Online auction company eBay Inc. yesterday unveiled an initiative to join PC makers and their environmental critics in an effort to recycle more of the up to 400 million electronic products that are thrown out every year.
EBay plans to promote the program on its site at ebay.com/rethink, where consumers can go to resell, recycle or donate used electronics.
News source: Computer World Together with Intel Corp., eBay has signed up top PC makers and computer distributors, along with leading industry environmental critics. Initial backers of the Rethink program include Hewlett-Packard Co., IBM, Apple Computer Inc., Gateway Inc., Ingram Micro Inc., United Parcel Service Inc. and the U.S. Postal Service.
The environmental critics backing the effort include the Silicon Valley Toxics Coalition and Texas Campaign for the Environment. The U.S. Environmental Protection Agency also signed up.
EBay CEO Meg Whitman said that while IT companies have created “some pretty innovative programs, I think we need to do more” to recycle electronic gear. She spoke at the International Consumer Electronics Show, where manufacturers from around the world regularly debut new products.

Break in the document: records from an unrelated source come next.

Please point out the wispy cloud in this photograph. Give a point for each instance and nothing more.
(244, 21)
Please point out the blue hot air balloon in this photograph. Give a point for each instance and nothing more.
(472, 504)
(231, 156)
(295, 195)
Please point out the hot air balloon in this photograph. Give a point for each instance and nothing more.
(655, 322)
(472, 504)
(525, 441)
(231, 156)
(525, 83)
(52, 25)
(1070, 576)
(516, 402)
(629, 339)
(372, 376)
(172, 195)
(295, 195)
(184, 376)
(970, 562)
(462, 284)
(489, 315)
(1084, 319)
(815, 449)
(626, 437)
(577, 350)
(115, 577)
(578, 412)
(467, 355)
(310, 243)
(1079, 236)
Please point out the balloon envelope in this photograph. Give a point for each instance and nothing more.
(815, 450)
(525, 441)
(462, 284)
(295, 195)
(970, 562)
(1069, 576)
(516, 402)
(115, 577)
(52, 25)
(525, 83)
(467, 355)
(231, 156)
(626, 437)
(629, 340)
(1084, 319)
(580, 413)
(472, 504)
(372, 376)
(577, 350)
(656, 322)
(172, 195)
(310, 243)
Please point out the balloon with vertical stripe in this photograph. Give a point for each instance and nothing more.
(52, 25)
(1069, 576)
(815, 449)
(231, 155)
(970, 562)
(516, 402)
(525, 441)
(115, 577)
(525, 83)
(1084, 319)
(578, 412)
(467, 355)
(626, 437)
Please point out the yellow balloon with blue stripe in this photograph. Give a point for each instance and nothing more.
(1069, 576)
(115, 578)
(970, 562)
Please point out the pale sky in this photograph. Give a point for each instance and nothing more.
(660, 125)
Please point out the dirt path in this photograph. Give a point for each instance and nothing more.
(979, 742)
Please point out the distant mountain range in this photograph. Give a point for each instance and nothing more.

Ted Smith, leader of the Silicon Valley Toxics Coalition and a frequent critic of the computer industry’s track record on recycling, said eBay’s willingness to act as a neutral broker was crucial to winning his group’s support. “They’ve got 120 million people coming to their site,” he said. “That’s the key number here.
“We want to drive business to local recyclers,” Smith said. “They are the good guys in this equation.”
One key player is missing, however: Dell Inc., the world’s largest maker of PCs, which has been a target of environmental campaigners who want to force the company to take a more active role in recycling obsolete computers. Whitman held out the possibility that Dell would eventually join the coalition.
“They [Dell] have not said no,” Whitman said. “That’s the good news. They just haven’t said yes.”
“We are still evaluating it,” Bryant Hilton, Dell’s spokesman for environmental programs, said later. He said a key issue is to raise consumer awareness of the issues involved.
“This program certainly hits the nail on the head,” Hilton said.
On its own site, Dell offers free computer and printer recycling with the purchase of new Dell equipment. Anyone looking to have an old computer picked up, whether or not they buy a replacement, can do so for a nominal fee to cover shipping, Hilton said.
Whitman said others in the consumer electronics industry would be invited to join the program.
Only 10% of unwanted PCs are recycled, according to the GrassRoots Recycling Network. Half of U.S. families admit to having an old PC in the closet, according to a survey conducted by eBay.
An eBay spokesman said some 1.2 million used computers are already sold on the company’s online marketplace each year. EBay sells $2.5 billion worth of computers and an equal amount of consumer electronics each year.